As much as it became a secular religion, sport became, and remains, a social relationship between people. But it also provides a means of interacting with people when social relationships are strained, nonexistent, or when one shouldn’t really have social relationships at all. When — thanks to the Victorian revolution in sport — you have a simple, set code, a marketable commodity and an understanding of who plays, players don’t need to share common backgrounds, language, culture, or really anything at all beyond the game. One of the reasons sport was so important for desegregation in the United States was that everyone knew deep down that black or white, they were all playing the same games. Going back to the First World War, to Christmas Day in 1914, soldiers on the Western Front briefly fraternised with each other, sharing cigarettes, alcohol, singing carols and, critically, playing football matches.
So we have in sport a means of interacting both with and without sharing a deep social understanding, and a place where we can discuss and enact the important questions in our society. It’s probably the most obvious and contested public sphere remaining to us, and the last one where it’s understood that we know as much as commentators. Let me give you the best example of this: on the ABC, on Sunday mornings, Barrie Cassidy presents two programs: Insiders, about politics, and Offsiders, about sport. This Sunday, if you choose, watch them both and consider the different ways each set of journalists behaves. Where the political journalists know that they’re a conduit of information between a sphere where political stakeholders contest each other, and are themselves a part of the process, the sporting journalists accept that any moderately knowledgeable fan who watches the match about which they’re talking can form their own opinion without them.
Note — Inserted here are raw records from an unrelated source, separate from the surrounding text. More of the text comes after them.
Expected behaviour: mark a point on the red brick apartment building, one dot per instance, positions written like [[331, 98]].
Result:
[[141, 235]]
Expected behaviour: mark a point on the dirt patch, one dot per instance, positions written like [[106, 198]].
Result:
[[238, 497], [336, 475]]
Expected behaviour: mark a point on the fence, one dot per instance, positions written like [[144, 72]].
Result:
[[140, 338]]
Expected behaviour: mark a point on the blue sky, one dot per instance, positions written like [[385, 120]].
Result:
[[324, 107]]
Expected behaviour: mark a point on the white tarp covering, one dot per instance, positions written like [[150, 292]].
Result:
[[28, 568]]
It’s the same ABC lounge, but it’s a fundamentally different thing that each set of journalists are doing.
So sport matters. It is a place where we can think about fairness, achievement and equality, and many things that aren’t under discussion anywhere else in our society. We are similar and different kinds of people. We follow different games, and support different teams. I’m supporting the Sydney Swans this September, as I have done and will do every year. Who are you supporting — which side are you on?